Other changes to enact the CCAG recommendations will require legislative
action, and I directed my staff to develop a comprehensive proposal to remove statutory
barriers to clean and renewable energy production in the state. The proposal will
recommend diversification of transportation fuels and standards for energy efficiency.

In addition, the State has reduced water consumption by 17% compared to 2004
water use rates and increased energy efficiency by 4.6% since 2002. All new state
buildings must comply with efficiency standards. Later this year I will cut the ribbon to
celebrate the State's first gold standard Leadership in Energy and Environmental Design
(LEED) building, built with low-impact materials and using less energy and water.

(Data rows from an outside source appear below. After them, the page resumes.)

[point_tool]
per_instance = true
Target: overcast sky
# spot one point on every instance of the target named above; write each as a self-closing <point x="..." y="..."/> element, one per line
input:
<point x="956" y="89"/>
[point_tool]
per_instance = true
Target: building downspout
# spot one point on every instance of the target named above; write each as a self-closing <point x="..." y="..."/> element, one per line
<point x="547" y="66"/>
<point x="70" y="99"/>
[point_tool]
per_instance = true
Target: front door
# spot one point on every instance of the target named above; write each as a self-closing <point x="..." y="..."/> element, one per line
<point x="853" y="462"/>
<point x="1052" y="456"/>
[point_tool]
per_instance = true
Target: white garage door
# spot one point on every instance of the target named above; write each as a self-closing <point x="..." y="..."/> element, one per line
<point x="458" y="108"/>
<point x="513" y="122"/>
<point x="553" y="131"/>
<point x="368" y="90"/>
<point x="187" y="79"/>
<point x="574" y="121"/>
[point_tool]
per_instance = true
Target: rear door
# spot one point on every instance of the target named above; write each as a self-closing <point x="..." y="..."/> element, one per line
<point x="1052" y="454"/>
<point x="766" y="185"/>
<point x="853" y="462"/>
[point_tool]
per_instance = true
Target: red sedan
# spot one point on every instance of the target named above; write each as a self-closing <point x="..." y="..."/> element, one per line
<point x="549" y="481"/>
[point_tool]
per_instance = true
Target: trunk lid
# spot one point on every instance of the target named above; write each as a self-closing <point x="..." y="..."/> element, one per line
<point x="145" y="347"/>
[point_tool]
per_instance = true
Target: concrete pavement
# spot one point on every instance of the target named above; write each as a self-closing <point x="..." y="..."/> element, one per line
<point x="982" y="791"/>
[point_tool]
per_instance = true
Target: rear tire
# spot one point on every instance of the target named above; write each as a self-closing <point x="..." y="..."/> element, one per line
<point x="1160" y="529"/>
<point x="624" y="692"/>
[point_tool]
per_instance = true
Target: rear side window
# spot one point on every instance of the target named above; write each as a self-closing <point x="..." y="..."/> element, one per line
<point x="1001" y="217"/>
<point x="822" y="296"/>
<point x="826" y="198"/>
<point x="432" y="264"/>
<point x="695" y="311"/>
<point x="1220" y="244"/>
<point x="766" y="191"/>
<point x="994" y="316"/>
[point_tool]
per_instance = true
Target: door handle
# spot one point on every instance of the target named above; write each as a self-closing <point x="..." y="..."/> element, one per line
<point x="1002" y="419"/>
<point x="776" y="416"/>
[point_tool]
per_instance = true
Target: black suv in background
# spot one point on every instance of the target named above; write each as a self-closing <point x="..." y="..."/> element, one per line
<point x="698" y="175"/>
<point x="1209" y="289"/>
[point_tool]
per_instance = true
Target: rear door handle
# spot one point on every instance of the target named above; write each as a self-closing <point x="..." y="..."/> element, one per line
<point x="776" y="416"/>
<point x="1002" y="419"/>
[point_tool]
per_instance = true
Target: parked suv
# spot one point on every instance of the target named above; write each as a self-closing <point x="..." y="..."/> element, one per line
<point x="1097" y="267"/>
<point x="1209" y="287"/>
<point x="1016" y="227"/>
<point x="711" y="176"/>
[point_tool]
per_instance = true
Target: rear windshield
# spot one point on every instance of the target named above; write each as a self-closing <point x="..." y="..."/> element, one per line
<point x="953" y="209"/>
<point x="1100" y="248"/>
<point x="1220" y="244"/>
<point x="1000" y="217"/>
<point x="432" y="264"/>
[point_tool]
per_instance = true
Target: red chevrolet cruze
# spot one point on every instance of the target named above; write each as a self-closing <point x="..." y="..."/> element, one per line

In other words, we are taking action in Arizona, but state-level action alone will
not address the problems.
Regional Action

As reported in the journal Science, within the next few decades the Western
United States may see a perpetual drought similar to what struck the Great Plains in the
1930s. The fear is that our current drought - now in its 12th year - could become the
norm.

That is why, in addition to taking action here in Arizona, I have been working
with other Western states to reduce greenhouse gas emissions from our region. In
February 2006, New Mexico Governor Bill Richardson and I created the Southwest
Climate Change Initiative. And in February of this year, I joined with the Governors of
Washington, Oregon, California, and New Mexico to establish the Western Climate
Initiative (WCI).

Momentum for this regional effort continues to grow, in the West and beyond our
borders. Since February, Utah and two Canadian Provinces - British Columbia and
Manitoba - have joined the WCI as full partners. Five other states, as well as the
Mexican state of Sonora and the Canadian provinces of Ontario, Quebec and
Saskatchewan have joined as observers.

The purpose of the WCI is twofold. At the end of this summer, we established a
collective goal to reduce greenhouse gas emissions in the WCI region to 15 percent
below 2005 levels by 2020. And during this next year, we will develop a market-based
mechanism to reach that goal. In other words, we are creating a Western regional cap
and trade program for greenhouse gases.

We have also committed to do our share to reduce greenhouse gas emissions
enough over the long term to significantly lower the risk of dangerous threats to the
climate. Current science suggests that this will require worldwide reductions from 50%
to 80% in carbon dioxide emissions from current levels by 2050. Even though the federal
government has not acted to curb greenhouse gas emissions, we are.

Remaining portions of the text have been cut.